マイナスがゼロになることを「幸せ」と呼んでいたその時には分からなかったけれど、今ならその言葉の意味がよく分かる。
……学校が楽しくない。いや、今までも別に楽しいとまでは思ったことはないけれど、いつも以上にこの環境が不愉快に感じた。
ここは、人が多すぎる。自分に声をかけては、意味もないことにケラケラと笑う有象無象が鬱陶しい。いつもは耐えられていた空間が、ただただ苦痛に感じた。
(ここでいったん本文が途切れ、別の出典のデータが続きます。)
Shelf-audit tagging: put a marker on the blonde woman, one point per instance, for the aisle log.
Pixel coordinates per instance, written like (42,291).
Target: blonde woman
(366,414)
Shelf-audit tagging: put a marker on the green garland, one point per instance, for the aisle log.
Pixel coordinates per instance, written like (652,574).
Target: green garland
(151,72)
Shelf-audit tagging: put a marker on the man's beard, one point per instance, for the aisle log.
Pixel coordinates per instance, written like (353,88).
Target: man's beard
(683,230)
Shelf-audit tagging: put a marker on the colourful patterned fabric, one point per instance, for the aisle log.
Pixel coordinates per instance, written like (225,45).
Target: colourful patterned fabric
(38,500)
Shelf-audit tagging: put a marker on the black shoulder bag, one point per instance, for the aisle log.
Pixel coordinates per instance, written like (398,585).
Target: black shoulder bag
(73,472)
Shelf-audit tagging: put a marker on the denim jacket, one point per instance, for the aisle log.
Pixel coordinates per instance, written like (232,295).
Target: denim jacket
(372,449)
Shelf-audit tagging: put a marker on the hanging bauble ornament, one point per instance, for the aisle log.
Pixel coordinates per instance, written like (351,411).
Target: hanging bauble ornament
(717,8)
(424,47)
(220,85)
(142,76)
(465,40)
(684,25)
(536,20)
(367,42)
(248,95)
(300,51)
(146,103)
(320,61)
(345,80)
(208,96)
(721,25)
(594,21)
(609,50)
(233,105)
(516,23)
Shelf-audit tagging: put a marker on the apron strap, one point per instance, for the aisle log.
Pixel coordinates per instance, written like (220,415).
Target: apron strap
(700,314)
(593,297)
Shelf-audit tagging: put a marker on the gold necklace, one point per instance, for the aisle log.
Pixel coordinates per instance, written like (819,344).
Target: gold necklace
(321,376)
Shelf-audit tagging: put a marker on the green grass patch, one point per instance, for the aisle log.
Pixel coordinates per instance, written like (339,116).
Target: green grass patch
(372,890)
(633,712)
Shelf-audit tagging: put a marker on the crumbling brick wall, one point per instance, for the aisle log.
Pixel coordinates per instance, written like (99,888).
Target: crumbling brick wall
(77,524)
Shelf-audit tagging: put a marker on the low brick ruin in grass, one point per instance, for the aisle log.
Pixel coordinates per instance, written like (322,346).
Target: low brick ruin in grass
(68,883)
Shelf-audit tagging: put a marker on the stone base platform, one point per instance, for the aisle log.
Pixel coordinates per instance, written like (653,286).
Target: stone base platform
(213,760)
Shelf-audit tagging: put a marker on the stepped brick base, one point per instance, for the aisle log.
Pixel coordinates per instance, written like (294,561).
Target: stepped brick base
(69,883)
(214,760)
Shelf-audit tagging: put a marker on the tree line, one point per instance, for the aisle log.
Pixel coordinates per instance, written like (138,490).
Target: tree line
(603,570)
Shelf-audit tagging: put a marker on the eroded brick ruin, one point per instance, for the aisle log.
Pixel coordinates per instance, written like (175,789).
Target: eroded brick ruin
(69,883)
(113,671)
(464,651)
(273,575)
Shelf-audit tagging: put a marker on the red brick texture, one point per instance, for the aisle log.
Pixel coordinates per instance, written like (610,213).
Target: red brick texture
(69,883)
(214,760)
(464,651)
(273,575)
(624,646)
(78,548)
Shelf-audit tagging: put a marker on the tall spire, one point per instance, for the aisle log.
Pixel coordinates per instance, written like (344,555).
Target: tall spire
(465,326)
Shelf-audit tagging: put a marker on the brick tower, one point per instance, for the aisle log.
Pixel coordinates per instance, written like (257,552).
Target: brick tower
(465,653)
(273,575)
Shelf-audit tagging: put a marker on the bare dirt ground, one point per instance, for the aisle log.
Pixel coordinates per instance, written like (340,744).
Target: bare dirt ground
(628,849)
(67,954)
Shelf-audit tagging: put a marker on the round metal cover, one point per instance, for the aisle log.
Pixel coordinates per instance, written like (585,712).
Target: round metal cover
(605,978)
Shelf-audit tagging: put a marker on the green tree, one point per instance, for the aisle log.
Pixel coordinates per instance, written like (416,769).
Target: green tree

僕は千秋ちゃんだけを見ていたいし、千秋ちゃんだけと話していたいのに。
『いっそあのまま繋いでおけばよかったんじゃない?』
そんなバカな声が心の中で響く。どうせお前も現実的には不可能だと知ってるくせに。そんなことを願えば願うほど、虚しい気持ちになるだけなのに。
……でも、確かに、何かが足りないのだ。
まるで心に穴でも開けられたかのように、常につきまとう空虚感。それは愛が足りなくなった時の渇きにも似ていた。
少しでもそれを満たそうと、補給をしようと、周りの人間に愛想笑いをしながら「ごめん、あとでね」と言って立ち上がる。千秋ちゃんのもとへと、一歩踏み出した。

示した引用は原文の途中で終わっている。